The front page of UbuWeb, an online archive run by Kenneth Goldsmith, reminds me how huge the umbrella has to be that can archive everything referenced in its mission statement: "a completely independent resource dedicated to all strains of the avant-garde, ethnopoetics, and outsider arts." There's a sidebar that lists internal categories, including Contemporary and Ethnopoetics, as well as side projects, like /ubu Editions, an imprint for electronic literature. Scroll to the end of the page for Recent Additions, arranged by artist name, but don't get too distracted, because two columns over there is a list of New Additions, plus another column of monthly guest-editorial picks called Featured Resources. In between it all sits Goldsmith's Winter 2009 list of updates and features.
For the uninitiated, it's a little daunting, and offers proof that frequenters of UbuWeb are usually devotees of their selected genre. How else to explain those whose come trolling for a recording of the Ramayana Monkey Chant or Understanding Marx as performed by the Red Shadow, aka the Economics Rock and Roll Band? While it's a tremendous archive for those already aware of Vito Acconci (1960's performance art and poetics pioneer) and Brian Kim Stefans (electronic poet and co-editor of /ubu Editions), my UbuWeb experience only confirmed what I already know to be true: despite leaving room for the curious, most avant-garde practice needs contextualization, usually in the form of narrative.
Yes, I am saying that while some pieces -- like Charles Bernstein's 1-100 -- might stand on their own if you were able to make it all the way through them, others -- such as Lamont Young's Drift Study 31 1 69 -- don't just benefit from, but actually depend on narrative to explain their relevancy and provide the average listener a point of access. This is what keeps the circle of avant-garde aficionados so small.
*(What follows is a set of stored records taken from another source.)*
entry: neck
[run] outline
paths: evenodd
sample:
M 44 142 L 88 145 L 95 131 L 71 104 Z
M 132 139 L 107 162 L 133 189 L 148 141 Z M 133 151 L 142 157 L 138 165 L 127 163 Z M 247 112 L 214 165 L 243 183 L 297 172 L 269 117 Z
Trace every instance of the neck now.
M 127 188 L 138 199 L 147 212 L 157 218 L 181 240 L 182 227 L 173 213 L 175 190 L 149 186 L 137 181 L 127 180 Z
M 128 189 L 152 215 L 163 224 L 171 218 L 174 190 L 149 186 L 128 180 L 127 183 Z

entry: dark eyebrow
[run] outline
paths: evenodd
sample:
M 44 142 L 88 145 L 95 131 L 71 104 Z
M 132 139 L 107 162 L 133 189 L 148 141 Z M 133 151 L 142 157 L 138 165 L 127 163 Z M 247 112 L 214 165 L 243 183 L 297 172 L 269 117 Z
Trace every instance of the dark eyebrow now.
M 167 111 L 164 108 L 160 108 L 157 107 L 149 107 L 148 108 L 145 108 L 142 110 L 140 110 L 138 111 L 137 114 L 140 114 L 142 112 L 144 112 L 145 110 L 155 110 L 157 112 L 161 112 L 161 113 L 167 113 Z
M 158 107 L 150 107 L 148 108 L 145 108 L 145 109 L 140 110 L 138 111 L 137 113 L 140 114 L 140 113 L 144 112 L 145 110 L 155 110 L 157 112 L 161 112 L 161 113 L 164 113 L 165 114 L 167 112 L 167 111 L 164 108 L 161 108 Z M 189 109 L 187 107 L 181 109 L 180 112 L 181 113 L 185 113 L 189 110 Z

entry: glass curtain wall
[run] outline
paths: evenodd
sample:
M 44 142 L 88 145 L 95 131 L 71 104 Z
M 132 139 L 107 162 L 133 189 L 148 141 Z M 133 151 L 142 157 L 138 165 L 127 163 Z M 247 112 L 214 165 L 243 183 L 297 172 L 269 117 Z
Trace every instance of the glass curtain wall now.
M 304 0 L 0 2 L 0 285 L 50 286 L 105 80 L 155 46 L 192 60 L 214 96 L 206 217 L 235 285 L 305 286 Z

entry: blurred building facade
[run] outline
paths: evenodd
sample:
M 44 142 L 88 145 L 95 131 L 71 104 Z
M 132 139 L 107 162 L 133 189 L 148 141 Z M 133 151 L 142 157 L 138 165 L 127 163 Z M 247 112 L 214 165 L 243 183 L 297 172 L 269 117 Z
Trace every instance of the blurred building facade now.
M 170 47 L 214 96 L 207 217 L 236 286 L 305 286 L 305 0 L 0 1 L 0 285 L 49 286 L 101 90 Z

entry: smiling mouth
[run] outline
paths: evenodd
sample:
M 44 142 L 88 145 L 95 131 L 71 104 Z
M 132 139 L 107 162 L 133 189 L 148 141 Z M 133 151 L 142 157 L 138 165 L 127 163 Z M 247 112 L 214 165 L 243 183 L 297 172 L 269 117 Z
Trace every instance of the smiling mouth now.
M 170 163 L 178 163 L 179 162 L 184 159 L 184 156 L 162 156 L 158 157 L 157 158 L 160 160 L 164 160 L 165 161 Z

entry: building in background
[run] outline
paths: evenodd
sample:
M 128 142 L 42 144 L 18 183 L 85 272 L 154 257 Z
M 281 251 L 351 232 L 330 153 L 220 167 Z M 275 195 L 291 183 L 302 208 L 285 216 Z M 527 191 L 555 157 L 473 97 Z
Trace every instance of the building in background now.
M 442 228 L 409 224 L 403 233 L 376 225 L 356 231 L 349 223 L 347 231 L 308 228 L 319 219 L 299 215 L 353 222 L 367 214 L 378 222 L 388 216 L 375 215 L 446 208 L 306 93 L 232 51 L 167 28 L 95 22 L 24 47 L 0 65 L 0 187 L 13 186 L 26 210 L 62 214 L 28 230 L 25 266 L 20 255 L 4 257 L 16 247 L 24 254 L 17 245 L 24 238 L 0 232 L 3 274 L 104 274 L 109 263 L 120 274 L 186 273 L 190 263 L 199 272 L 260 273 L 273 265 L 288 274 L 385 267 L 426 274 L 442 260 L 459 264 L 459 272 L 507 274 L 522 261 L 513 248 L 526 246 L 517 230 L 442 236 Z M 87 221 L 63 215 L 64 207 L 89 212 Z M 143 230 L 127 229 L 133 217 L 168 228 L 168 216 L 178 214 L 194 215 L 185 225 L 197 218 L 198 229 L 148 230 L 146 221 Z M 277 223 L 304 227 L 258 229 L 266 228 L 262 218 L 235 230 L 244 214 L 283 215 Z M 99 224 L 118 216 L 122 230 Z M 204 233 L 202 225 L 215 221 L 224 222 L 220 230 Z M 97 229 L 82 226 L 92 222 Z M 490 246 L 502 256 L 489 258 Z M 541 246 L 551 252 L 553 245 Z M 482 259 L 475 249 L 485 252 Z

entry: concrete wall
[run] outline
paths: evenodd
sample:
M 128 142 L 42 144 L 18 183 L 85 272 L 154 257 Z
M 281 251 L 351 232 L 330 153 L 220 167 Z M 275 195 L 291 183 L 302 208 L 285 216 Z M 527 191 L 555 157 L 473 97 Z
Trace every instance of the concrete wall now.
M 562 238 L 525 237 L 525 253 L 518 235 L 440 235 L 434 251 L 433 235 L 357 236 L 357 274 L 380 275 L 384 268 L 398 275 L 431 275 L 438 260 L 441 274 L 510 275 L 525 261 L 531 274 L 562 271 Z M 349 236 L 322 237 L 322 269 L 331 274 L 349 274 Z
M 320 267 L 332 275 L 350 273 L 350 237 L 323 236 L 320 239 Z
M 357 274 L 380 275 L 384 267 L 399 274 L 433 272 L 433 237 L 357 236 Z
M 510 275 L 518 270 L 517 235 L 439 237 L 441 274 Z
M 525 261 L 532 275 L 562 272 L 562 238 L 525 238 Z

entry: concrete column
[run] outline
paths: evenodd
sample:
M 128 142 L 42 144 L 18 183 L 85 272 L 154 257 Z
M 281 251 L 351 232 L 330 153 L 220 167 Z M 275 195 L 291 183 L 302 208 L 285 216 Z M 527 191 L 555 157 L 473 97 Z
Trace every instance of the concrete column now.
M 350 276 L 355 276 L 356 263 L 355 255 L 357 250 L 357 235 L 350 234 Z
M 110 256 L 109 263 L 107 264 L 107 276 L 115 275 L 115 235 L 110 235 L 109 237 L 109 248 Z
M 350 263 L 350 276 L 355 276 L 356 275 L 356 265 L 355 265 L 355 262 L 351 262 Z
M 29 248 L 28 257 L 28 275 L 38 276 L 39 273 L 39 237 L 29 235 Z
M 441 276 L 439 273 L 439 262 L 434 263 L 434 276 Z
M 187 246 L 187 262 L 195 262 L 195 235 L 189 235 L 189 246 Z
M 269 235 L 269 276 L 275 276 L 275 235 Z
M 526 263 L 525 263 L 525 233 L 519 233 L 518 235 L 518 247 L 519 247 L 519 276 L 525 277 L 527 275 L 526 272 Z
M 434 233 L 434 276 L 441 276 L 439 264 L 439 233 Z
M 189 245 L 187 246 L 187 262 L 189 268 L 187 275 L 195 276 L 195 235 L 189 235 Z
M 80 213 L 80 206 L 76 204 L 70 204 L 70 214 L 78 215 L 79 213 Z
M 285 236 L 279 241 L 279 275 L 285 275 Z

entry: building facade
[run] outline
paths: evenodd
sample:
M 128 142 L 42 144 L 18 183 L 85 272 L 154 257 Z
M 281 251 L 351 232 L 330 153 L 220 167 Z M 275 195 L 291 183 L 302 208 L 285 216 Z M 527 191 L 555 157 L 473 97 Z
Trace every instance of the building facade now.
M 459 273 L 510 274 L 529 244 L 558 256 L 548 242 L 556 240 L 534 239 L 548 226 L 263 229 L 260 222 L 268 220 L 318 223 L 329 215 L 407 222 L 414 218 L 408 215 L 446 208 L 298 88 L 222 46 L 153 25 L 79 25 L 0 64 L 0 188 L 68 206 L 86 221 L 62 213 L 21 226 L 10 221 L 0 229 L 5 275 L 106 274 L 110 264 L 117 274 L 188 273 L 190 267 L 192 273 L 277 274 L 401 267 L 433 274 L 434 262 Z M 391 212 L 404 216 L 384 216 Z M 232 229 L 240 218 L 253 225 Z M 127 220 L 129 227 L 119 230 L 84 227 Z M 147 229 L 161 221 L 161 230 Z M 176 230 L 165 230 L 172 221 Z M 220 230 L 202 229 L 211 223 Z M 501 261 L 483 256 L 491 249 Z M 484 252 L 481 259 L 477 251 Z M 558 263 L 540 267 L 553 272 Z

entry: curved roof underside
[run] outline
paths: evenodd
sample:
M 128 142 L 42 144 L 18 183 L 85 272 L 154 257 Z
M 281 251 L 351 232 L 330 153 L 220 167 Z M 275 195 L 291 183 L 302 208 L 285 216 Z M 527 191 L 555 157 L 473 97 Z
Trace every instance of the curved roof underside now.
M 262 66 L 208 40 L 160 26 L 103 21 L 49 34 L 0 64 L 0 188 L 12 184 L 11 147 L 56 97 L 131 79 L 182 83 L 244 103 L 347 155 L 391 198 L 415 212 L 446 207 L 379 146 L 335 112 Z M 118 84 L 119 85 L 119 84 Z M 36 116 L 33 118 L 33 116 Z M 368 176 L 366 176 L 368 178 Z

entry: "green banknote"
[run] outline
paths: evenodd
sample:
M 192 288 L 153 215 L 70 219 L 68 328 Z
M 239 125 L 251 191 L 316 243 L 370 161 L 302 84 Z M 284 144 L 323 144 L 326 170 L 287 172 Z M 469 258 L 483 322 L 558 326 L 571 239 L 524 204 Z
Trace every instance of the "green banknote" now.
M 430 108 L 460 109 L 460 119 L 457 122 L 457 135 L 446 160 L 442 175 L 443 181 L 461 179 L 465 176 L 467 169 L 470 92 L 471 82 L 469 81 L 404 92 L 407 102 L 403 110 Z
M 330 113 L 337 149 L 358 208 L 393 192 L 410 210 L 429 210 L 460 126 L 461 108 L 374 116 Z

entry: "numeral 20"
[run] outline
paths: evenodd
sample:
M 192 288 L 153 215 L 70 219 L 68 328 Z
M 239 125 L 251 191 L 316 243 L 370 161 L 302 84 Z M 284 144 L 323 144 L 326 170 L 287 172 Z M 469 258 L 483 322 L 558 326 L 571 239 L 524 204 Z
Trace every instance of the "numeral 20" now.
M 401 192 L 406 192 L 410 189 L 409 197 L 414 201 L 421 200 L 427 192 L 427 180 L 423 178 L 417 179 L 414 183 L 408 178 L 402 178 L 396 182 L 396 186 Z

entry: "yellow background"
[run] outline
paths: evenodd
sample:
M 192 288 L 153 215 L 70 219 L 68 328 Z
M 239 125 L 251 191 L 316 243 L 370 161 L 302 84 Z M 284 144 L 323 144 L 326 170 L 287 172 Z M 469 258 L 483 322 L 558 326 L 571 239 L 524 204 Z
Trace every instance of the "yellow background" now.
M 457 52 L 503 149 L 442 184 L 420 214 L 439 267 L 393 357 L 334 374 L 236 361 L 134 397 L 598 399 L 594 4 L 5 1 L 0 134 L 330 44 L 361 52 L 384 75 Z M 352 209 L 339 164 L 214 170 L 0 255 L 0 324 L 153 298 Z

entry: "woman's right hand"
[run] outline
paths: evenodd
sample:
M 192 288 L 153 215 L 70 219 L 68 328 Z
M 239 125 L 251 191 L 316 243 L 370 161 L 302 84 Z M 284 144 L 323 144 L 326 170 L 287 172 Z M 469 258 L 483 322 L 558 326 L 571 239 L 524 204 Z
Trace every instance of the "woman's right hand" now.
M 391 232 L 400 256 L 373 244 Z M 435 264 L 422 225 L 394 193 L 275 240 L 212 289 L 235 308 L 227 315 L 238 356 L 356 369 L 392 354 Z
Luckily, besides providing snippets of biographical information for most of UbuWeb's artists, Goldsmith also records an intermittent podcast, Avant-Garde All the Time, in collaboration with the Poetry Foundation. Even if you aren't a total newbie to the worlds of poetry or the avant-garde, I would recommend starting with these short glosses on the hidden secrets of the archive. Hosted by Goldsmith himself, the podcasts are based on themes like "Punk Versions of Monkey Chants" and "Protest Poetry with a Beat," which features Allen Ginsberg's CIA Dope Calypso, my favorite UbuWeb discovery thus far. If you bust through all available podcasts in your first visit, don't worry; Goldsmith also hosts a radio show under the host name Kenny G on WFMU.
As I mentioned elsewhere in this review, it's a small crowd that follows the doings of the digital avant-garde, particularly in the field of poetics. However, thanks to the internet and new media technologies, there's a digital Renaissance afoot in the fields of poetics and electronic literature (e-lit), proof of which can be found in the British Arts and Humanities Research Council's 2007 decision to award $7.5 million to the study of communication "beyond text", focusing especially on performance, video, and sound art, as well as digital poetry.
UbuWeb is a great beginner's resource for looking at these contemporary practices, and an even better one for understanding their history.